A medida surgiu após a criação de um projeto de lei de autoria do vereador Mehde Meidão (PSD), que foi votado e aprovado na Câmara Municipal de Votuporanga.
Com a lei, fica vedada a oferta de produtos de origem animal do tipo embutidos no cardápio da merenda de escolas e creches da rede pública municipal. Entende-se como embutidos os alimentos produzidos pelo enchimento de tripas de animais ou artificiais (feitas com colágeno) com recheio a base de carne, vísceras, gordura, sangue, especiarias e outros ingredientes como conservantes, aromatizantes, entre outros. “Entre os produtos mais comercializados estão salsichas, linguiças, salames, mortadelas e chouriços, podendo ser defumados ou não”.
A Prefeitura também fará ampla campanha entre professores, estudantes e funcionários para alertar para os males causados pelos embutidos à saúde de crianças “de modo a dissuadir o consumo também em seus lares ou no lazer”.
A lei tem a intenção de contribuir para a promoção da saúde de crianças matriculadas em escolas e creches da rede pública municipal.
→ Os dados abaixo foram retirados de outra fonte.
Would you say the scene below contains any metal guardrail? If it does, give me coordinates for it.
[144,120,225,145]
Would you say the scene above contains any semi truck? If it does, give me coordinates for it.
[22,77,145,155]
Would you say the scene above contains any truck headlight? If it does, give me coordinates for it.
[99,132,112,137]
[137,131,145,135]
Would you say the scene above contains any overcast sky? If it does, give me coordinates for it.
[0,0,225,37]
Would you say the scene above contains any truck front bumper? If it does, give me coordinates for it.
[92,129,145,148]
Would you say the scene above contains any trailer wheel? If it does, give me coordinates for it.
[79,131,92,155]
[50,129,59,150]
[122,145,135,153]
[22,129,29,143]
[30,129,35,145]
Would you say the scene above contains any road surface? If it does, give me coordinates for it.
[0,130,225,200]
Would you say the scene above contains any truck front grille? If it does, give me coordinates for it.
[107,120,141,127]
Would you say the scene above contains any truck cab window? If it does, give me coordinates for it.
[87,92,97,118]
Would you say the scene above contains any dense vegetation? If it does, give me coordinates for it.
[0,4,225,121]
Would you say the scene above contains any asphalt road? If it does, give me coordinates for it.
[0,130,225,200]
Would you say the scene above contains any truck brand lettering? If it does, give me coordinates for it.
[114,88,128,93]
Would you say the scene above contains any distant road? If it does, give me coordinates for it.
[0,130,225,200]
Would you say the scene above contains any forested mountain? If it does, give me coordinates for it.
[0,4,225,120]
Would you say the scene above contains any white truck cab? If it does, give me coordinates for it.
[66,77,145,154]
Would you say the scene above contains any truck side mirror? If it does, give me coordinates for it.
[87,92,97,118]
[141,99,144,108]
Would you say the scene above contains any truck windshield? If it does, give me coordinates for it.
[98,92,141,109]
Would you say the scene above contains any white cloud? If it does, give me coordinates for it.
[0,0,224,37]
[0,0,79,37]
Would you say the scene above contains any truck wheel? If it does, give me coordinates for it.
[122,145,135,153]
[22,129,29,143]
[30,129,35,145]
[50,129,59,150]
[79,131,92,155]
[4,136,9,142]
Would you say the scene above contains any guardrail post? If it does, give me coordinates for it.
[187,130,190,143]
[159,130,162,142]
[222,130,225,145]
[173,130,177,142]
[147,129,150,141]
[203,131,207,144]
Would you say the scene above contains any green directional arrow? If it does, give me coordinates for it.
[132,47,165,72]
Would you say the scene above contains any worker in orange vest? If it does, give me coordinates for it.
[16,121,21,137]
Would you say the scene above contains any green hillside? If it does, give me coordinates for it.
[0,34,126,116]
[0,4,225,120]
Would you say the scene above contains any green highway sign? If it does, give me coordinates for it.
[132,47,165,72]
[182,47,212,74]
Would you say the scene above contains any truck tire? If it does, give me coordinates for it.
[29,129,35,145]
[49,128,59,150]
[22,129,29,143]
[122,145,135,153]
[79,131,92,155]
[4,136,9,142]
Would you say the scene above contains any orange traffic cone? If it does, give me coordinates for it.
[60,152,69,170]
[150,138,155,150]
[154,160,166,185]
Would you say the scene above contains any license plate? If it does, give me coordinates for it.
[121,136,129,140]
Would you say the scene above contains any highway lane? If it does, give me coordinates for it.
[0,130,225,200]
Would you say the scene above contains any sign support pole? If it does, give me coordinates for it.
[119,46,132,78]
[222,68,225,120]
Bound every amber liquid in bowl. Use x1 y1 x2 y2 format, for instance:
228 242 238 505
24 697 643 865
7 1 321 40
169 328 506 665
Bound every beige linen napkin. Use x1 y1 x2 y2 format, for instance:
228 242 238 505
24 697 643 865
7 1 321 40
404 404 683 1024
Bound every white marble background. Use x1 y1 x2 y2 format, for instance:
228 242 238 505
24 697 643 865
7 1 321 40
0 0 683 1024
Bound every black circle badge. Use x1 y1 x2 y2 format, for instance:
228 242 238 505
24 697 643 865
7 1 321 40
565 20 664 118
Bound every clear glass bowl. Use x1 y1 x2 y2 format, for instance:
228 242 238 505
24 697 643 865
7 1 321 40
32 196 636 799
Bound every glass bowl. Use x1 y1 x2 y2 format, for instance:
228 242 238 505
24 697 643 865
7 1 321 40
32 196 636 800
A medida veta o consumo de produtos sabidamente ricos em colesterol, gordura animal (triglicérides), cloreto de sódio e vários agentes químicos conservantes, antioxidantes, aromatizantes, “realçadores de sabor, espessantes, entre outros”.
Em sua justificativa na apresentação do então projeto, Meidão destacou que o efeito insalubre para a saúde no consumo excessivo de tais alimentos é objeto de exaustivos estudos acadêmicos. “No caso de infantes, isso é mais grave, pois estão associados fortemente ao desenvolvimento da obesidade infantil, que se tornou um flagelo no mundo ocidental, reduzindo a expectativa de vida”, apontou.
Em São Paulo a lei já está em vigor e conta atualmente com legislação que promove a alimentação saudável, nutritiva e variável para a infância, em linha com o que ocorre nos países desenvolvidos, prevenindo-se a obesidade outras doenças muito graves como o câncer.